Coreleased Orexin and Glutamate Evoke Nonredundant Spike Outputs and Computations in Histamine Neurons

Stable wakefulness requires orexin/hypocretin neurons (OHNs) and OHR2 receptors. OHNs sense diverse environmental cues and control arousal accordingly. For unknown reasons, OHNs contain multiple excitatory transmitters, including OH peptides and glutamate. To analyze their cotransmission within computational frameworks for control, we optogenetically stimulated OHNs and examined resulting outputs (spike patterns) in a downstream arousal regulator, the histamine neurons (HANs). OHR2s were essential for sustained HAN outputs. OHR2-dependent HAN output increased linearly during constant OHN input, suggesting that the OHN→HAN ^OHR2 module may function as an integral controller. OHN stimulation evoked OHR2-dependent slow postsynaptic currents, similar to midnanomolar OH concentrations. Conversely, glutamate-dependent output transiently communicated OHN input onset, peaking rapidly then decaying alongside OHN→HAN glutamate currents. Blocking glutamate-driven spiking did not affect OH-driven spiking and vice versa, suggesting isolation (low cross-modulation) of outputs. Therefore, in arousal regulators, cotransmitters may translate distinct features of OHN activity into parallel, nonredundant control signals for downstream effectors.

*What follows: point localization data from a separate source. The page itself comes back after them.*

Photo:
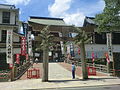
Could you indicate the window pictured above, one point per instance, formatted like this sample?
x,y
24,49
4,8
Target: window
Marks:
x,y
6,17
4,33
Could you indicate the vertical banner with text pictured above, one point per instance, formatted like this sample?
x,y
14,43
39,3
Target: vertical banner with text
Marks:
x,y
29,43
109,46
18,58
9,47
23,46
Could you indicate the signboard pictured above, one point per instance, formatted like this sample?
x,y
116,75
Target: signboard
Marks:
x,y
23,46
18,58
9,47
29,43
109,46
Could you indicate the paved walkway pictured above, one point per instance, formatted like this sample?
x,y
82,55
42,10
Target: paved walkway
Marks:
x,y
56,71
60,78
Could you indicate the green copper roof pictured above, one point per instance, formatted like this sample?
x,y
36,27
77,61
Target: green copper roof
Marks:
x,y
47,21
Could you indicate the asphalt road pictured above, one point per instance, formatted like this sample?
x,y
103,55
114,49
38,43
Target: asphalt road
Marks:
x,y
113,87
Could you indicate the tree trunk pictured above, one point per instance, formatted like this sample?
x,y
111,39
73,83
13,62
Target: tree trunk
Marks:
x,y
83,61
45,65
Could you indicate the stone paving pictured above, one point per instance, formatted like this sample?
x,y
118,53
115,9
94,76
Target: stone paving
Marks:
x,y
59,79
59,70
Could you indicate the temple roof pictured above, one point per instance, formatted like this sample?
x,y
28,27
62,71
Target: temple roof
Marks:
x,y
47,21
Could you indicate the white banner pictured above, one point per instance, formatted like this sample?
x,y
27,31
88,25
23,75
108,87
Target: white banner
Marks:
x,y
109,46
9,47
29,43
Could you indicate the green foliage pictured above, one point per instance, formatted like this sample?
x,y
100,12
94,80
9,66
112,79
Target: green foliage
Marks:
x,y
81,36
47,39
109,20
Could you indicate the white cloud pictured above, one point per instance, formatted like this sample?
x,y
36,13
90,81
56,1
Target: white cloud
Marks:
x,y
76,19
59,7
16,2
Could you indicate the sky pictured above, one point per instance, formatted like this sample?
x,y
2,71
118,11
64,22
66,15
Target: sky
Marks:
x,y
72,11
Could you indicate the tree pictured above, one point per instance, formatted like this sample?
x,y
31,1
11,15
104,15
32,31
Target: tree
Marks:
x,y
47,42
80,39
109,20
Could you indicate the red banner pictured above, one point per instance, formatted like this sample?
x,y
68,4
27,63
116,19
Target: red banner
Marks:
x,y
23,46
18,58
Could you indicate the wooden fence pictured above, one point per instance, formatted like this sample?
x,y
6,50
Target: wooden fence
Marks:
x,y
19,71
101,68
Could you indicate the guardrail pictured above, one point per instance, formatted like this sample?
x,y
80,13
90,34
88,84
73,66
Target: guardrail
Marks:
x,y
19,71
5,75
101,68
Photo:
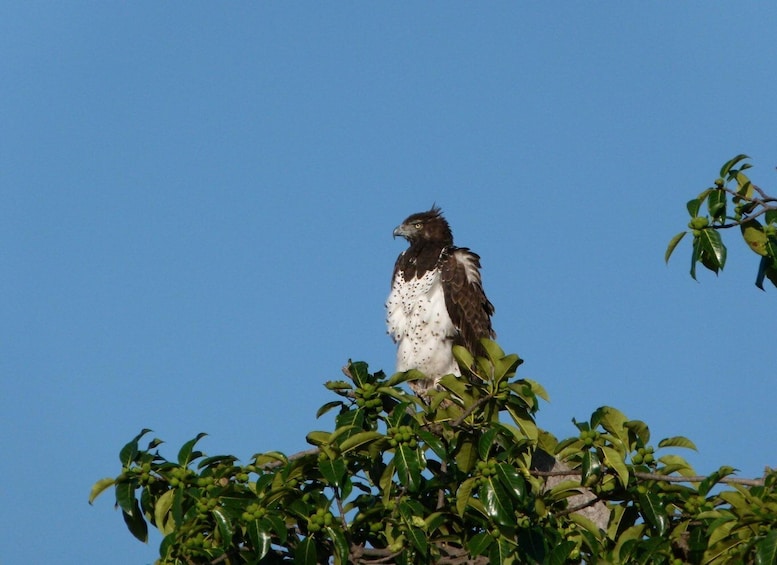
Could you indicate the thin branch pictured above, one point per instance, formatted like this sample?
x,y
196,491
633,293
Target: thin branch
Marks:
x,y
659,477
457,422
698,479
579,507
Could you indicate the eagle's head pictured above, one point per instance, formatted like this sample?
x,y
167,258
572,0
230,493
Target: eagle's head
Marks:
x,y
426,227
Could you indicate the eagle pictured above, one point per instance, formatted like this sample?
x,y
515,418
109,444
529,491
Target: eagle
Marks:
x,y
436,300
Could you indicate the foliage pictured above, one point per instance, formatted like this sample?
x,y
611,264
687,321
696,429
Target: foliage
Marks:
x,y
732,192
454,480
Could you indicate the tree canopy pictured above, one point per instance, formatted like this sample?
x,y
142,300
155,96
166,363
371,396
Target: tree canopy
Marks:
x,y
467,476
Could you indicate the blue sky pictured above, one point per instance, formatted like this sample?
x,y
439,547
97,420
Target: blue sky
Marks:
x,y
197,200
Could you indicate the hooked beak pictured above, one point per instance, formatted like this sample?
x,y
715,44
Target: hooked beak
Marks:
x,y
400,231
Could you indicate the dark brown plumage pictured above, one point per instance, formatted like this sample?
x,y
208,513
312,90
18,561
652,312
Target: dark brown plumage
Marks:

Stable wakefulness requires brain orexin/hypocretin neurons, whose loss causes narcoleptic instability of consciousness. These neurons produce several neuroexcitatory transmitters, such as orexins and glutamate. The logic of this is unclear, because it seems energetically wasteful to make several transmitters serving the same function of excitation. Schöne et al. found, however, that when naturally coreleased, orexin and glutamate each create unique signatures of brain activity, which are mutually independent and useful for different but complementary purposes. This may offer insights into why orexins are indispensable for stable consciousness.